Cultural delegates from around the world listened in rapt silence as a lone Cambodian musician, flute in hand, took the stage at the Mediterranean Conference Centre, Valletta.
By the time he finished his address, many were in tears.
Arn Chorn-Pond, 50, is a human rights activist and survivor of the Khmer Rouge genocide, one of the worst atrocities in living memory. As a child, he was taken from his family and sent to a prison camp where he was taught the flute to play propaganda songs as victims were tortured and killed.
Few of those who entered the camp with him and were later sent to the front line as child soldiers left alive. His family were among millions killed across the country.
Music, he believes, literally saved his life. “I used to think it was just music but now, when I listen carefully to my own music, I start to cry. It’s a cleansing for me, to stop having bad dreams,” Mr Chorn-Pond told the Times of Malta.
“If I didn’t have art, I would shoot myself. I would dig my own grave. I’ve lost most of my family, I’ve lost my country. Where can I go? One place, that’s all,” he said, gently tapping his heart.
“Art can make you think twice before killing yourself, it can soothe you.”
It’s a cleansing for me, to stop having bad dreams
After fleeing Cambodia, an arduous journey that involved months alone in the jungles as a boy, Mr Chorn-Pond spent most of his adult life in the US. He has since dedicated himself to a number of causes, central among them Cambodian Living Arts, an organisation he set up to revive the culture of his country, crippled by the murders of as many as 90 per cent of artists in the genocide.

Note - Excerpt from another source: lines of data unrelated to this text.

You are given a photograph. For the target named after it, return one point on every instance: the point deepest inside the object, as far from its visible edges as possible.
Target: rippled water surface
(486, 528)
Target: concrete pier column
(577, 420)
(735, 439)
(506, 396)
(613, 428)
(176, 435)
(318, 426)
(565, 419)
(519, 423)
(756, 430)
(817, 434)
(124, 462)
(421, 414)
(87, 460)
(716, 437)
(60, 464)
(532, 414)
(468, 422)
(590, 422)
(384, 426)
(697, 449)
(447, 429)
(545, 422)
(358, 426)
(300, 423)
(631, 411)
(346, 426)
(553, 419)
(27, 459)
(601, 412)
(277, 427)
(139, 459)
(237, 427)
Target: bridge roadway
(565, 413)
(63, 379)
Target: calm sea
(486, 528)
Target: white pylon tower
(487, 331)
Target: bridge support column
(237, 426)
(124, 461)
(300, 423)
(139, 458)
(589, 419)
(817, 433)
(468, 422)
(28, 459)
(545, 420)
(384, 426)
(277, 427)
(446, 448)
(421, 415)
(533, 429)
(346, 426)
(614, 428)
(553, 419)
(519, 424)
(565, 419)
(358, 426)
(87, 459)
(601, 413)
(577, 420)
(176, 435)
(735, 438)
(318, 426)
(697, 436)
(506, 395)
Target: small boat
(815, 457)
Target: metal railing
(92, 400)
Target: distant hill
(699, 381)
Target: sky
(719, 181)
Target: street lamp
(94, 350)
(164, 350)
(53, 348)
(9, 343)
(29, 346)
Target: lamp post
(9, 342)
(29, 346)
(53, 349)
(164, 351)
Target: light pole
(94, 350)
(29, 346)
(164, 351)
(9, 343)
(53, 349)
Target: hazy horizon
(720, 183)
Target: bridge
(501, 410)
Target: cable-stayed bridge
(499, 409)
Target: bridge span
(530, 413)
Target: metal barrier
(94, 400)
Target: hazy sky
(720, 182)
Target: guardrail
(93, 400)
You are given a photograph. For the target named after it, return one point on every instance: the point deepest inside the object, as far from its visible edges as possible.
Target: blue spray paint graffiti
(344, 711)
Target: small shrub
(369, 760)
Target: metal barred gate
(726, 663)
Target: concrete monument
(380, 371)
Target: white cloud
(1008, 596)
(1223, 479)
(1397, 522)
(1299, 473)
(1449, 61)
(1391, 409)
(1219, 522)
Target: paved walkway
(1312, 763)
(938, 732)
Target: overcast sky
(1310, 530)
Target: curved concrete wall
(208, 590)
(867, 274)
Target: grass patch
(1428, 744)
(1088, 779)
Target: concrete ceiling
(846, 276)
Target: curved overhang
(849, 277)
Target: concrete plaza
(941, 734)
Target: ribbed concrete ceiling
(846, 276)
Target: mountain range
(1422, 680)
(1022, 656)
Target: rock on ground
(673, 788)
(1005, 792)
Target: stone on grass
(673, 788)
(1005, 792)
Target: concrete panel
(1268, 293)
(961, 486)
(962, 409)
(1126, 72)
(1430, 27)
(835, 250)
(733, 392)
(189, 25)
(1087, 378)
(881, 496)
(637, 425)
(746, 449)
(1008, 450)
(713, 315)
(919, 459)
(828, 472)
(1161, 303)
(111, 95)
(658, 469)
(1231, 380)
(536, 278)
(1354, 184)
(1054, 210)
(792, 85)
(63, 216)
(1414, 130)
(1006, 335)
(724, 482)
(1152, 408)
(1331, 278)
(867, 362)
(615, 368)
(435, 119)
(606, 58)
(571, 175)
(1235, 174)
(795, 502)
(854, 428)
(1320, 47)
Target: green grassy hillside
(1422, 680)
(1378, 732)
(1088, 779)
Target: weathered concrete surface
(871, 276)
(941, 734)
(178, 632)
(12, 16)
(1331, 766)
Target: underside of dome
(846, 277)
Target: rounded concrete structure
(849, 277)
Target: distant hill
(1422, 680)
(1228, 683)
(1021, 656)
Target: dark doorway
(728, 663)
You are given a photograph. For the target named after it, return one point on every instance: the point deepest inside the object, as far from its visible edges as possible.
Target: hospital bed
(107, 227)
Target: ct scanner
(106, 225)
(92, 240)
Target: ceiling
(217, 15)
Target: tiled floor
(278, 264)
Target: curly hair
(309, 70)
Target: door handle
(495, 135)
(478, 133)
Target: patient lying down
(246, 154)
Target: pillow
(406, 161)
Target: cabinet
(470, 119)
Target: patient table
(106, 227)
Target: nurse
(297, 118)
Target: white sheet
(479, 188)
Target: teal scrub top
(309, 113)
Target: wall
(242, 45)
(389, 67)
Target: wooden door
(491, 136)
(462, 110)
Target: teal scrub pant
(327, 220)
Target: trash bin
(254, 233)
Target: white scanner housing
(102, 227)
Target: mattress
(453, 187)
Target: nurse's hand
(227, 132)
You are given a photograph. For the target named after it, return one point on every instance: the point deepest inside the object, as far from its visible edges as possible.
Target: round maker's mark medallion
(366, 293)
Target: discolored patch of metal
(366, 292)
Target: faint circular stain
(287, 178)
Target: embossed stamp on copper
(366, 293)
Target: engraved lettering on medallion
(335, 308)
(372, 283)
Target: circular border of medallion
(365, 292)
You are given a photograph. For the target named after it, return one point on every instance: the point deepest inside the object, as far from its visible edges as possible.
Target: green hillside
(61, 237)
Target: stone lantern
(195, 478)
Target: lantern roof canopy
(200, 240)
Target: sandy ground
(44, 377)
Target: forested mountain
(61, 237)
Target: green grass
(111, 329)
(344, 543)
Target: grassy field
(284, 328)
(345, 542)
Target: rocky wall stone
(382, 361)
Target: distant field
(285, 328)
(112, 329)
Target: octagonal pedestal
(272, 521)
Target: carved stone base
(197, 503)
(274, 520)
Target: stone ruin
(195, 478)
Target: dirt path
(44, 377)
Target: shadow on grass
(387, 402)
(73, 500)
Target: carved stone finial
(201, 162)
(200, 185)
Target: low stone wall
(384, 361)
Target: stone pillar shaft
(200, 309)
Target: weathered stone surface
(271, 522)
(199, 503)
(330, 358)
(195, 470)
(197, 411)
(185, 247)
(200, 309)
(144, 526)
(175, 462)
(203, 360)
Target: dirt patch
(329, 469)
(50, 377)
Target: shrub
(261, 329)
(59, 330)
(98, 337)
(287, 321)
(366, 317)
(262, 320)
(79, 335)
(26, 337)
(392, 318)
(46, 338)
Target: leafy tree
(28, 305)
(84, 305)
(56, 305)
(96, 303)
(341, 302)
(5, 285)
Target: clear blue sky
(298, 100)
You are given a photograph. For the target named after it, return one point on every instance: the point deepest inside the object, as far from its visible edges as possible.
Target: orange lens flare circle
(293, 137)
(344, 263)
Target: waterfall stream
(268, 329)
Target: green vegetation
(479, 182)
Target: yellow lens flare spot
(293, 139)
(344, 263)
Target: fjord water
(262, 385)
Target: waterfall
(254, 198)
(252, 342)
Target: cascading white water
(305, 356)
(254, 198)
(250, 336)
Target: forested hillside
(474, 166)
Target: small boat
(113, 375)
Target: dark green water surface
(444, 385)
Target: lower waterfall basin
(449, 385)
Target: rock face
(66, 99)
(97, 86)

In Malta this week for the World Summit on Arts and Culture, a three-day event bringing together cultural leaders from 80 countries, he is adamant on the transformative power of music and art, as well as the desperate need for governments to invest in it.
“Music is a double-edged sword: the piece I played was used by the Communists to brainwash 12-year-old boys to start thinking about killing,” he said. “But I’ve worked with people using music to help them cope with their problems, self-esteem issues, confusion, loneliness, lack of identity.”
In a time of global divisions, he says, culture is more needed than ever if we are to transcend difference, even as funding dries up and governments shift attention.
“We have to learn to persuade people to invest in this; that’s why I continue to talk about my experiences, even when it’s so hard,” he said. “My dead brother and sister – who did nothing wrong, who I watched slowly starve – would be happy for me to share their lives and deaths with the people who have the power to change the world, for us who are still alive, and for our children. Then they won’t have died in vain.”